Let this expert Texas chef teach you how to order the perfect steak
When you go to Bob's Steak & Chop House for a delicious dinner, there's really no way you can go wrong. But you could order a steak that's perhaps not the cut or temperature you were expecting, especially if you haven't brushed up on the basics of beef.
That's where Chef Sean Merchant comes in. The corporate executive chef at Bob's Steak & Chop House is ready to teach you Steak 101, from why prime is so special to what "medium rare" really means in the kitchen. And once you've digested this primer, go forth and order steak with confidence — and some mac and cheese.
What is Prime steak?
USDA Prime means that the meat is designated in the top 2 percent of all beef. It's derived from young beef and has the highest degree of fat marbling, which results in amazing tenderness, juiciness, flavor, and texture. At Bob's all the steaks are prime, including the famous prime filet, a cut that's rarely found in most steakhouses.
"Most will say they are a prime steakhouse, but the filet is the one cut they serve that usually isn't," says Merchant. "There’s a big difference between choice and prime, mainly in the marbling and richer flavors you get with the latter. It delivers that 'melt in your mouth' sensation."
The taste and texture of your steak depends on where the meat is cut from. Bones and fat produce more flavor as the steak cooks, but the leaner filet cut is often the most popular with diners. The four most common cuts are below, in order of leanest to most marbled.
- Filet: Boneless and compact, with most or all extra fat trimmed away. Chef Merchant cautions cooking above medium rare-plus, because starting at medium the steak can become "too grainy." Medium rare is just right, when the marbling and fats have just started to break down. Want yours rare? Go for it. This cut doesn't need the heat as much as others.
- Strip: Whether a Kansas City bone-in strip or a New York boneless strip, expect a strip of fat to run along one side. There will be some marbling, but no fat pockets. The filet cooking recommendations hold for this cut as well, and rare is still an acceptable choice.
- T-Bone: Also known as a porterhouse, this cut is served with — you guessed it — the bone intact. On one side sits the filet, while the other holds the New York strip. Many praise this cut as "the best of both worlds."
- Ribeye: Served bone-in or boneless, this cote de beouf (which translates literally to "beef rib") is cut from the upper ribs. Expect a lot of marbling and fat pockets throughout. Chef Merchant recommends ordering medium rare-plus and warmer, but that it's best cooked medium because "the fats have broken down more for a better mouthfeel."

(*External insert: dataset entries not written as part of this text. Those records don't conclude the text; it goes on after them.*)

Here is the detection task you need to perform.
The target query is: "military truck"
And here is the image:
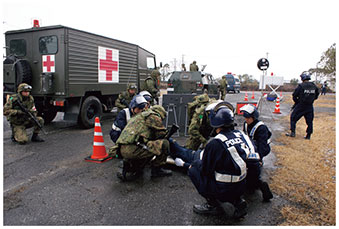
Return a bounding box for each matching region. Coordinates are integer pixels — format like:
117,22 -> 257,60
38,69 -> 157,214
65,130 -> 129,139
167,71 -> 219,94
3,25 -> 157,128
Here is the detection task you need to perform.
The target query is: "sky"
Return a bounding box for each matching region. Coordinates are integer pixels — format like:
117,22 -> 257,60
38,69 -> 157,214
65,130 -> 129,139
1,0 -> 337,82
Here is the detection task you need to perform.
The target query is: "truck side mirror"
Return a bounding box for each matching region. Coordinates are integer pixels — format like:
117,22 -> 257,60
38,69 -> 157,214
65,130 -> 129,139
159,62 -> 163,68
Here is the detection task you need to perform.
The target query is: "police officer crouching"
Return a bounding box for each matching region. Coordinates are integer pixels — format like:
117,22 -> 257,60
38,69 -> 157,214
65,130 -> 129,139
240,104 -> 273,202
4,83 -> 45,144
188,105 -> 252,218
286,72 -> 319,139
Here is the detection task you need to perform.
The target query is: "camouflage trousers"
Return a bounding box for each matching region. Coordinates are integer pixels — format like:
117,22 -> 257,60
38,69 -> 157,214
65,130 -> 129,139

Ok, so what is "medium rare-plus?"
Even if you often grill steaks at home, your definition of medium may not be the same as the chef's due to the quality of beef and cooking techniques. Bob’s also lets its steaks rest before serving, which helps create the juiciness and tenderness that Bob’s is known for. Use these color-coded shortcuts to ensure you're thrilled when you cut into your steak.
- Rare: A ruby-red but cool center.
- Medium rare: Ruby-red throughout, but warm.
- Medium rare-plus: Medium pink with a small amount of ruby.
- Medium: Light pink with just a touch of ruby.
- Medium well: A thin line of light pink throughout.
- Well done: Cooked all the way through, no pink whatsoever.
"It's common for people to come to a steakhouse and want to order 'the best steak,'" says Merchant. "There is no such thing. Everyone’s 'best steak' is different; it’s all about what you normally enjoy. At Bob's you'll get the prime version of your favorite steak cooked exactly how you like it, and we know you will be hooked."